Ich weiß sofort, dass etwas falsch ist. Benommen setze ich mich auf und schaue mich um. Die Stille ist ohrenbetäubend und das Licht ist seltsam. Neben mir liegt ein Junge mit geschlossenen Augen im Gras und er ist das Einzige, was mir an diesem Ort real erscheint. Als ich die Hand nach ihm ausstrecke, um ihn anzustupsen, halte ich mitten in der Bewegung inne. Mein Körper ist durchsichtig wie bei den Geistern in Hogwarts. Vollkommen entgeistert starre ich an mir herab.
„Es ist alles gut", wispert der Junge und setzt sich langsam auf. Seine dunklen Haare fallen ihm verwegen in die Stirn. Schnell blicke ich zu ihm und als er die Augen öffnet, erkenne ich ihn sofort. Unsicher fährt er sich mit der Hand durchs Haar und an seinem Handgelenk blitzt ein Armband auf. Mein Armband. Castor schenkt mir ein unsicheres Lächeln.
„Hallo, kleine Schwester", meint er sanft und reicht mir seine Hand. „Willkommen in der Schattenwelt"
Zögerlich ergreife ich sie und lasse mir von ihm aufhelfen. Natürlich habe ich tausend Fragen an ihn, aber sobald er meine Hand loslässt, werfe ich mich ihm an den Hals und atme seinen Geruch ein. Er sieht nicht nur so aus wie Dad, er riecht auch genauso. Er hat mir so gefehlt.
Du hast mir auch gefehlt, wispert Castors Stimme in meinen Gedanken und ich fahre erschrocken zusammen. Ich bin es nicht mehr gewohnt, dass meine Gedanken nicht mir allein gehören, sondern von jemand anderem mitgehört werden können. Lächelnd löse ich mich von ihm und folge ihm durch dieses seltsame Land. Das Schattenland.
„Warum ist hier so viel Licht?", frage ich und Castor bricht in schallendes Gelächter aus. Prustend antwortet er: „Glaube mir, Schwesterchen, diese Frage habe ich mir sehr oft gestellt. Aber es gibt keine Erklärung dafür. Komm, sie wollen dich sehen"
Verwirrt folge ich ihm durch das Licht und bevor ich weiter fragen kann, gibt Castor seine Gedanken für mich frei und erklärt mir diese seltsame Welt. Die Schattenwelt ist das Reich der Toten und im Gegensatz zu den anderen Toten, die hier weiterexistieren, ist Castors Existenz durch mich immer noch mit der Welt der Lebenden verbunden, weshalb er altert. Wie die Geister in Hogwarts gehöre ich nicht in diese Welt, deshalb kann ich die Schattenwelt nur als Schatten betreten. Solange mein Körper sich von dem Gift erholt, sitze ich hier fest. Laut Castor erhalten wir dadurch die Chance gemeinsam unseren Fähigkeiten weiterzuentwickeln.

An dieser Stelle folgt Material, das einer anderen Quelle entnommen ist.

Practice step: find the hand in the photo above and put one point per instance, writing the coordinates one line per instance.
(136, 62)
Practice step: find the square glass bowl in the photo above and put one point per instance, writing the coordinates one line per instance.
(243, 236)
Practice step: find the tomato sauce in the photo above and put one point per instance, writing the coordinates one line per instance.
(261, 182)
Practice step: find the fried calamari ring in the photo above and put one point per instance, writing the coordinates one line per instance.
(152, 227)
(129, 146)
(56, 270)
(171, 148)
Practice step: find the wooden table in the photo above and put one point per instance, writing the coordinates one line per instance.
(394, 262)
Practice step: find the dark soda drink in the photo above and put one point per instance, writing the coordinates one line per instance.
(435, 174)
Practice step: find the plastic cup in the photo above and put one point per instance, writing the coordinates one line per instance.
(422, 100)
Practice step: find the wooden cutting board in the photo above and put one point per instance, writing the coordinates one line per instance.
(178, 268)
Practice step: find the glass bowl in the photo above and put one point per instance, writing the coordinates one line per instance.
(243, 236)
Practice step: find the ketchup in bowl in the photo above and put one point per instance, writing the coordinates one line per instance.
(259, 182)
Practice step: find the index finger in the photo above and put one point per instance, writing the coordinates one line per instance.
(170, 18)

Suchend greife ich in meinen Ärmel, aber mein Zauberstab steckt nicht darin. Castor kichert leise und erst da begreife ich, dass er meine anderen Fähigkeiten meint. Vor einem tempelähnlichen Gebäude hält er inne und lächelt mich aufmunternd an. Dann gibt er mir telepathisch zu verstehen, dass ich den letzten Weg allein zurücklegen muss. Nervös streiche ich mir eine Haarsträhne aus dem Gesicht, laufe die Stufen empor und betrete das Gebäude. In der Mitte des Raumes steht Mom und lächelt mich sanft an. Sofort renne ich auf sie zu und schlinge meine Schattenarme um sie. Ein betretenes Hüsteln sorgt dafür, dass wir uns voneinander lösen. Um uns herum sitzen hunderte Hexen und blicken uns abwartend an. Schnell entschuldige ich mich. Mom nimmt ihren Platz zwischen Castor und einer seltsam gekleideten Hexe ein. Sie trägt ein blassblaues Kleid und wirkt irgendwie sehr römisch.

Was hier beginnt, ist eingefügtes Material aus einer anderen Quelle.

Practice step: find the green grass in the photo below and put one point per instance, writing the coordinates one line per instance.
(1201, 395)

„Willkommen in der Schattenwelt", begrüßt mich die Hexen. „Ich bin Livia und es ist an der Zeit, dass deine eigentliche Ausbildung beginnt"
„Wie du bereits weißt, sind wir Hohepriesterinnen die Beschützer aller Welten, Helena", fährt Mom ernst fort. „Wir haben deine Entwicklung aufmerksam beobachtet und deine Kräfte sind bereits gewaltig, aber solange du sie nicht kontrollieren kannst, sind beide Welten in großer Gefahr"
„Was passiert, wenn das Gegengift nicht gefunden wird?", frage ich und Mom sieht mich mitleidig an.
„Dein Lehrer für Zaubertränke arbeitet bereits am richtigen Gegengift, meine Liebe", meldet sich eine weitere Hohepriesterin zu Wort. „Dein Besuch wird dieses Mal nicht von Dauer sein. Aber wenn deine Blutline versiegt, wird die Natur eine andere Familie mit diesem Schicksal versehen – insofern das dann noch möglich ist. Bisher ist es nur ein einziges Mal vorgekommen und die Konsequenzen waren gewaltig. Beide Welten hätten es fast nicht überlebt"
Als endlich alle Fragen geklärt sind, beginnt meine Ausbildung in der Schattenwelt.